Let’s be clear on this. It wasn’t the pagans or those who followed the cult of the emperor who led this charge. It wasn’t the philosophers or politicians. It wasn’t the atheists or the agnostics. It was the people who were supposed to know better, the ones who were supposed to recognize and celebrate Jesus.

By the time darkness fell on Jerusalem for the Passover, the decision was made and the wheels were in motion. Forces mounted throughout the week against Jesus, and He certainly wasn’t helping matters because of His willingness to speak up. He promoted a way of following God that didn’t involve power, or hate, or pages of religious regulations. He advocated a path of suffering with our neighbor, of loving our enemies, of enduring what the world throws at us with a smile on our face and love in our hearts.

And all of those forces were those that considered themselves “religious”.

When we talk about standing up for Jesus, fighting the forces that are pushing against the Gospel, we often think about outside forces. But perhaps we need to take a closer look at Thursday. We may THINK we are standing up for Jesus, but we may well be standing for our religious traditions and social norms rather than standing for Christ.

Thursday is crucial because it forces us to make a decision. Will we follow the crowd that considers itself righteous? Or will we follow the Christ who makes us right?

These people were the “Christians” of their day. These were Jesus’ people. They had listened to Him. They knew who He was, but they failed to know Him. And when someone stirred them up to protest and anger against this religious “outsider”, they fell into step with the crowds.

When we engage in our Holy Wars and “take a stand”, we like to believe that this is the way of Christ, the way of discipleship. But is it? Or do we really just follow the loudest of the religious people in the room, without really stopping to consider what Jesus wants us to do?

After the sun goes down, Peter makes an attempt to stand up for his Lord (before he denies Him). He picks up the sword and attacks, but Jesus tells Peter to put it down, leave it alone. It is the call for Peter to pick up his cross and follow Jesus.

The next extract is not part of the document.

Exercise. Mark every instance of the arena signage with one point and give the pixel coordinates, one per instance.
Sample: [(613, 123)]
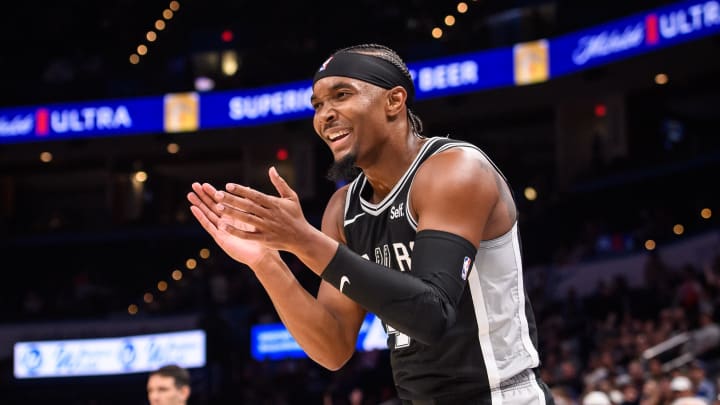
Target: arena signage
[(108, 356), (521, 64)]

It’s easy to rally people to a crusade, to an open fight where we can claim to be on the “right” side. It’s easier to engage in that fight, because we can put down our cross in order to pick up a sword. But maybe Jesus is calling on us to put down our swords and anger and self-righteous rage to pick up our Cross, and follow Him.

The conspiracy that forms against Jesus on Thursday leads to the way of the Cross. It is Jesus telling us to abandon the crowds that are stirred into a pseudo-religious fury and to stand up for Him…not by fighting, but by following.

We prove very little by our efforts to “stand up” for Jesus. He doesn’t call on us to follow the crowd in some “Christian” fit of anger and outrage. Jesus doesn’t need us to fight for Him. He needs us to stand with Him, and that requires a strength and power that only Christ can give.

Ask yourself:  Where would you be on Thursday? Would you be expressing your anger at this religious malcontent, who came to change things? Would you be Peter, looking for a sword?

Or would you be willing to stand WITH Jesus, rather than for Him? I suspect that we would risk standing with the conspirators and the grumblers and the haters more than we care to admit.

The choice we make on Thursday determines where we are on Friday, and ultimately on Sunday. We need to be a people seeking the empty tomb, rather than fighting those who tried to fill that tomb in the first place.